The ACL's passenger traffic consisted almost entirely of Florida-bound traffic, largely from the Northeast, but also from the Midwest via trains that were operated by multiple railroads and handled by the ACL at their southern ends. In 1939, in response to the Seaboard's popular new streamliner, the Silver Meteor, the ACL launched its first streamlined train, the all-coach Champion. ACL invested heavily in its passenger fleet after World War II but passenger revenue fell from $28.5 million in 1946 to $14.1 million in 1959. Until its 1967 merger the railroad continued to maintain and improve its passenger service, even replacing old stations with new.

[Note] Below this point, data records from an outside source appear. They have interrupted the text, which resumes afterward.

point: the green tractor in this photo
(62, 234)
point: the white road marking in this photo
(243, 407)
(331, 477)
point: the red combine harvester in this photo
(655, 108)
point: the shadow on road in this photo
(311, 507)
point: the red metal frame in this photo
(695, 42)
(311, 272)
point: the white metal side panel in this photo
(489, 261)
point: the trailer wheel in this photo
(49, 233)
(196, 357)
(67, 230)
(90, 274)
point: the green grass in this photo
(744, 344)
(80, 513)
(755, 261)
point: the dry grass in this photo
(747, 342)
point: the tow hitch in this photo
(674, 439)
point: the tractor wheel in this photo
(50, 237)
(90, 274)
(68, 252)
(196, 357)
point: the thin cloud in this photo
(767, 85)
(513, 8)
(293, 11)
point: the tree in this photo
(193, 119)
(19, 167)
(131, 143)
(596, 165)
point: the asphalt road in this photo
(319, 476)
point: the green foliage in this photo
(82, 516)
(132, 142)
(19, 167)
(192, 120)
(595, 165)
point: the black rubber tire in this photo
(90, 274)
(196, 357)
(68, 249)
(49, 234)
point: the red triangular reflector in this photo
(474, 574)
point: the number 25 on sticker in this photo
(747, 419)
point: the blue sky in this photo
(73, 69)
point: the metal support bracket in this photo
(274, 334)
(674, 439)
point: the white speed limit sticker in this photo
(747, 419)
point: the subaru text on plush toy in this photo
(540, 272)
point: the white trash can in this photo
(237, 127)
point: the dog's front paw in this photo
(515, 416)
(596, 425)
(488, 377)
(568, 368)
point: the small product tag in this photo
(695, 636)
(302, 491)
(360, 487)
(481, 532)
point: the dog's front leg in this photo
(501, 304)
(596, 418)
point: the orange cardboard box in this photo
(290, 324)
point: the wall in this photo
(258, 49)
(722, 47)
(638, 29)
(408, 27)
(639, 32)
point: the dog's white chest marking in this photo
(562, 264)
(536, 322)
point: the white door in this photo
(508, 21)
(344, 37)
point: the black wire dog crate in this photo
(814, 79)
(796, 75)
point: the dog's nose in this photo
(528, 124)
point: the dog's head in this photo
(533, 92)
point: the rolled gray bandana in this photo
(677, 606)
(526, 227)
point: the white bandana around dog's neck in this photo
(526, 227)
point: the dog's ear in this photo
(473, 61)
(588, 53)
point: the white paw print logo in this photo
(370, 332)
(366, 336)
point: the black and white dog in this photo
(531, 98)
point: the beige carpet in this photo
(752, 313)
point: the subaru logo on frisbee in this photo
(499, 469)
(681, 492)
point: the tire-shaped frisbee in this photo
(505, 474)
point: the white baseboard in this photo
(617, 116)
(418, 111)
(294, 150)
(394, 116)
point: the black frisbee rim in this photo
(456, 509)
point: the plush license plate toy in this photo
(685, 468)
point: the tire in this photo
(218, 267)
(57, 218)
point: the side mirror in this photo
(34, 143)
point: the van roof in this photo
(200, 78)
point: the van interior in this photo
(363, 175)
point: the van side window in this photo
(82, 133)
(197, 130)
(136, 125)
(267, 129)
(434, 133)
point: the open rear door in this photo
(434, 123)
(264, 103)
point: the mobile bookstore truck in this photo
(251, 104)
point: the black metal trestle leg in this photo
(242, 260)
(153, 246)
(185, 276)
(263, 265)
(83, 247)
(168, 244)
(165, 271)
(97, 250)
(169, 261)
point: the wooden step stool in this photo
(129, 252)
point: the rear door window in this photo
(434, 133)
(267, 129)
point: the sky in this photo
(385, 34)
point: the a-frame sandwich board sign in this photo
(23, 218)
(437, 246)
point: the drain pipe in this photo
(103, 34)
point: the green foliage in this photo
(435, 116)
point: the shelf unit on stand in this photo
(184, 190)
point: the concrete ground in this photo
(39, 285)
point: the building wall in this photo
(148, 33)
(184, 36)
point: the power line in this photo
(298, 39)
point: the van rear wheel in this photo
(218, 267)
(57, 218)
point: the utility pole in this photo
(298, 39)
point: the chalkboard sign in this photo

====Major passenger trains====

All of ACL's New York - Florida trains ran on the Pennsylvania Railroad north of Washington, D. C., then via the Richmond, Fredericksburg and Potomac Railroad from Washington to Richmond. Tampa/St. Petersburg trains used ACL rails south of Richmond all the way to their destinations. Trains for Miami ran on the Florida East Coast Railway from Jacksonville to Miami, but after passenger service on the FEC effectively ended with a long-lasting strike in 1963, ACL transferred its Miami-bound trains to Seaboard rails at Auburndale, Florida.

New York-Florida routes:

- Champion (New York - Tampa/St. Petersburg, and New York - Miami)
- Everglades (New York – Jacksonville)
- Florida Special (New York – Miami/St. Petersburg) (winter only; a rival to Seaboard's Orange Blossom Special)
- Gulf Coast Special (New York – Tampa/Ft. Myers/St. Petersburg)
- Havana Special (New York – Key West, prior to the 1935 Labor Day hurricane.)
- Miamian (Washington – Miami)
- Vacationer (New York – Miami)

Midwest-Florida routes:

- City of Miami (Chicago-Miami)
- Dixie Flagler (Chicago-Miami)
- Dixie Flyer (Chicago-Miami; shortened in final four years to Atlanta-Jacksonville)
- Dixie Limited (Chicago-Jacksonville)
- Flamingo (Cincinnati-Jacksonville)
- Seminole (Chicago-Jacksonville)
- South Wind (Chicago-St. Petersburg/Miami)
- Southland (Cincinnati—St. Petersburg/Ft. Myers/Miami; sole year-round passenger train to bypass Jacksonville and run through the western side of Florida)

Other routes:
- Palmetto (New York – Savannah, S.C./Augusta, Ga./Wilmington, N.C.)
- Tar Heel (New York and Norfolk -Wilmington)

==In popular culture==

In Preston Sturges' 1942 comedy The Palm Beach Story, main character Gerry Jeffers (Claudette Colbert) boards the Florida Special (ACL's premier, winter-only train) in New York City's Pennsylvania Station.